Comment Milo dut changer le nom de son attraction
Stéphane Monnet
Au pays des Manèges & Attractions, le labyrinthe du roi Minus n'était pas encore le plus renommé. Milo en connaissait chaque recoin. Le soir, quand le silence était enfin revenu dans le dédale des hauts murs blancs, il prenait son matériel et partait effacer les traces laissées par les visiteurs : flèches donnant une direction, croix indiquant un cul-de-sac... Surtout il balayait les cailloux déposés dans les allées par les apprentis Petit Poucet. Depuis que le labyrinthe était ouvert au public, il en avait tellement ramassés qu'un énorme amas dominait désormais l'attraction. On l'appelait la colline des Pas-perdus.
Milo aimait son métier. Il déversait avec soin une pelletée de galets dans sa brouette, quand il entendit des pas derrière lui. Il se retourna, vivement surpris. C'était Flint, l'apprenti du Palais de la magie.
"Milo ! Enfin je te trouve ! Faut que je te montre ça. Tu vas pas en croire tes yeux."
Milo s'écarta un peu. Flint tenait sa baguette magique droit devant lui. La dernière fois, il s'était fait brûler la moitié des sourcils et des cheveux.
"Balé Obé Balé Obé Amoi !"
Le balai de Milo se dressa d'un coup, droit sur ses poils, et, comme un automate, se mit à balayer.
"C'est le ballet du balai ! Balayons en rond ! Balayons en rang ! Tout sera propre et pimpant !"
Milo admirait ce prodige, une main sur chaque oreille. Le balai chantait horriblement faux.
"Pitié, Flint ! Fais-le taire...
Flint réfléchit un instant puis prononça une nouvelle formule magique.
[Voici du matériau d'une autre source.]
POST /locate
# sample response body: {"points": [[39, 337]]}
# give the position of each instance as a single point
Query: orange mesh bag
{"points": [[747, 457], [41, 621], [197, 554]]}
Le balai disparut dans un épais nuage de fumée noire.
"C'est le ballet du balai ! Tacatacatac !"
La fumée se dissipait mais le chant et le bruit étaient plus terribles que jamais. Le balai n'était plus un balai. Flint l'avait métamorphosé en marteau-piqueur... Déjà les premiers morceaux de mur du labyrinthe tombaient dans le fracas et la poussière.
"Balayons tout droit ! Fracaboum !"
Flint agitait sa baguette dans tous les sens, sans résultat. Le marteau-piqueur chanteur détruisait tout sur son passage. Milo se cachait les yeux, désespéré. Flint s'était mis à courir derrière l'engin destructeur. ZING ! BING ! SPROUTCH !
Milo écarta les doigts, jetant un coup d'œil craintif devant lui. Le labyrinthe était éventré. Et là où auraient dû se trouver Flint et le marteau-piqueur, se tenait, pesamment assis sur son gros derrière, un dragon vert aux écailles orange. Comme venue de l'intérieur de son ventre, la voix étouffée de Flint chuintait : "Laissez-moi sortir !"
Milo se mit à pleurer doucement. Son labyrinthe était fichu. Flint avalé. Qu'allait-il devenir ?
"Ne pleure pas, petit Milo", dit une voix grave et caverneuse. À travers ses yeux embués de larmes, Milo reconnut la grande barbe grise du maître du Palais de la magie.
"Je vais arranger cela... Abracadabra !"
Le magicien n'avait pas fini de prononcer le dernier "a" que les murs étaient à nouveau là, blancs, solides, uniformes.
"Oh merci ! Merci ! Mais... Et le dragon...
-Ne crains rien, il se nourrit de cailloux... Je crois que tu en as en stock...
-Et Flint ?
-Les dragons verts ne digèrent pas les magiciens, même apprentis. Il le recrachera un jour ou l'autre. Demain ou dans cent ans."
Ragaillardi par ces nouvelles, Milo courut à son atelier. On l'entendit travailler toute la nuit. Au matin, quand les premiers visiteurs arrivèrent, il achevait de fixer au-dessus de l'entrée un énorme panneau qui disait : "Labyrinthe du dragon vert Laissémoissortir." À partir de ce jour, son labyrinthe fut le plus renommé de tout le pays.